Wednesday, November 9th, at approximately 12:00pm Rev. President Tom Reis began his second convocation of the year with a recap of what has already come to pass within the "Uncover the Promise" Process. He reminded the audience of the differences between a mission, vision, and promise statement, and clarified the makeup of a promise
statement as something that is: (1) compelling, (2) differentiating, and (3) true. This would be the promise the University makes to its students, and would provide a new lens through which all new strategic planning would be evaluated. Although this convocation may have been directed towards higher administration, staff, and faculty members, its good news will deeply affect the futures of many students.
Words such as empowers reminded audience members that the University is constantly attempting to work with students in order to assist their life long process of learning. When observed on a minor scale, Resident Assistants must do the same. What first comes to mind for myself are the various services related to tutoring, career, health, disability, and diversity which are available and free to all students. However, for other students this empowerment might not be as clear, and it is my responsibility as their Resident Assistant to ensure that it is. When witnessing a resident struggling over homework, worrying about filling out an application, or even coughing and sneezing severely, I must remember the word of empowerment and direct residents to the right services accordingly.
The word purpose was used within the Promise Statement because it embodies both the concept of vocation and the concept that God created each of us for a reason as explained in Psalm 139. Immediately, this reminds me of my duty as a Christian called to do the right thing and called to share the good news and how it correlates with my daily work as a Resident Assistant. Remember to serve others, embracing Concordia's dynamic, urban, and multicultural community, and sharing the Gospel whether that's through a communal floor event or simply by offering to help a resident carry in her groceries is important.

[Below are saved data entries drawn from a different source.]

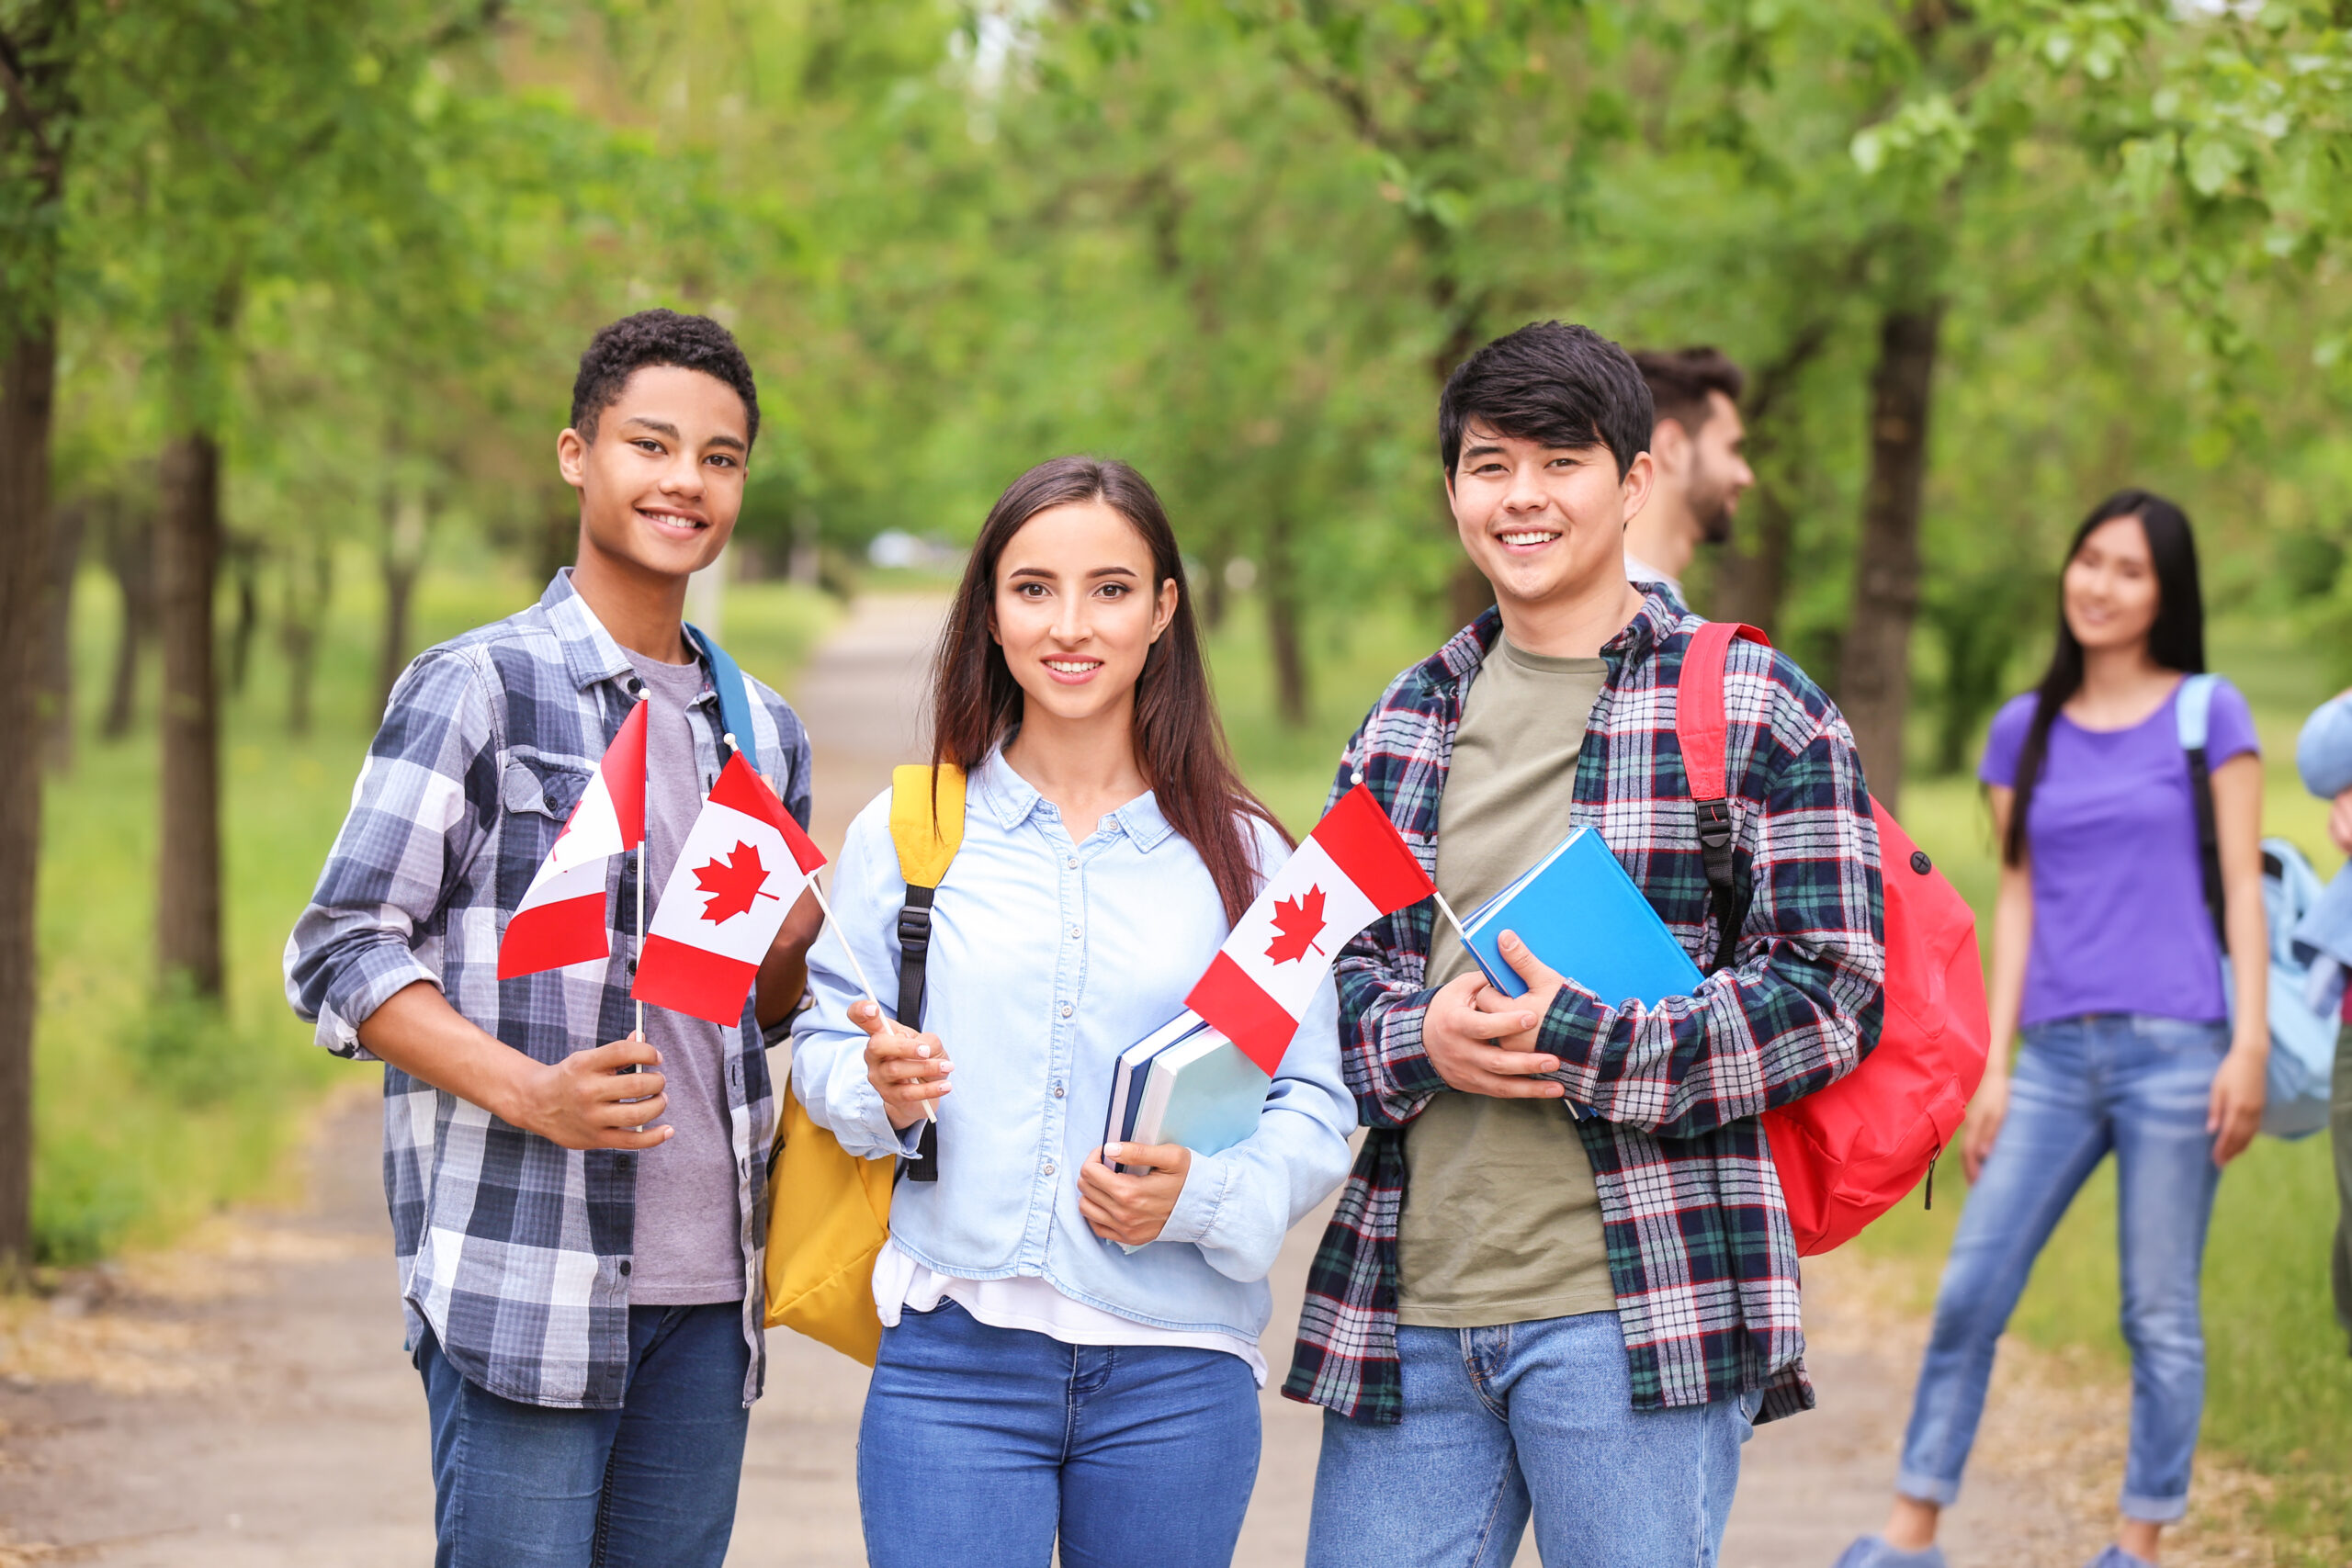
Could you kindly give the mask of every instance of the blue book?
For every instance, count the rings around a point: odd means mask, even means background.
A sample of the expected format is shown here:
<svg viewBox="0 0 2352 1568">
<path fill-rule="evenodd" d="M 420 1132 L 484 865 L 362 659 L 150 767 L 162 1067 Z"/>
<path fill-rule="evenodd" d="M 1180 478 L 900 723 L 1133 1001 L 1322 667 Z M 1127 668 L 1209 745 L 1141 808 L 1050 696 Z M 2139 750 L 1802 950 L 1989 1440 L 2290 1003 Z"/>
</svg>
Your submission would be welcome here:
<svg viewBox="0 0 2352 1568">
<path fill-rule="evenodd" d="M 1599 833 L 1579 828 L 1462 922 L 1495 989 L 1527 994 L 1496 944 L 1516 931 L 1536 957 L 1611 1007 L 1654 1006 L 1699 988 L 1699 966 Z"/>
</svg>

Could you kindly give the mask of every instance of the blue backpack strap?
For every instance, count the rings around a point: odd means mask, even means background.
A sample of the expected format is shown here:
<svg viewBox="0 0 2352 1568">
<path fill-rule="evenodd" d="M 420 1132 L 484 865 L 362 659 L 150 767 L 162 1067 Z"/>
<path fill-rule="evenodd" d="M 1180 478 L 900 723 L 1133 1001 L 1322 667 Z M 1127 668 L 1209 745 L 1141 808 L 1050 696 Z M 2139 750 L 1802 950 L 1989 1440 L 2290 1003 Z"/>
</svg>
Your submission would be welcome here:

President Reis did not carefully lay out the details for how each staff, faculty, or student of Concordia should all live out the promise in what they do at Concordia; however, he did explain and demonstrate that all members of the Concordia community would begin to automatically do so as they get excited or constantly remind each other of the statement itself. It is a very inspirational promise; one which I am given as a student and one which I am obligated to as a Resident Assistant. I believe it is important for resident assistants to get excited about this statement, hold true to it, and live it out daily for all residents as a promise.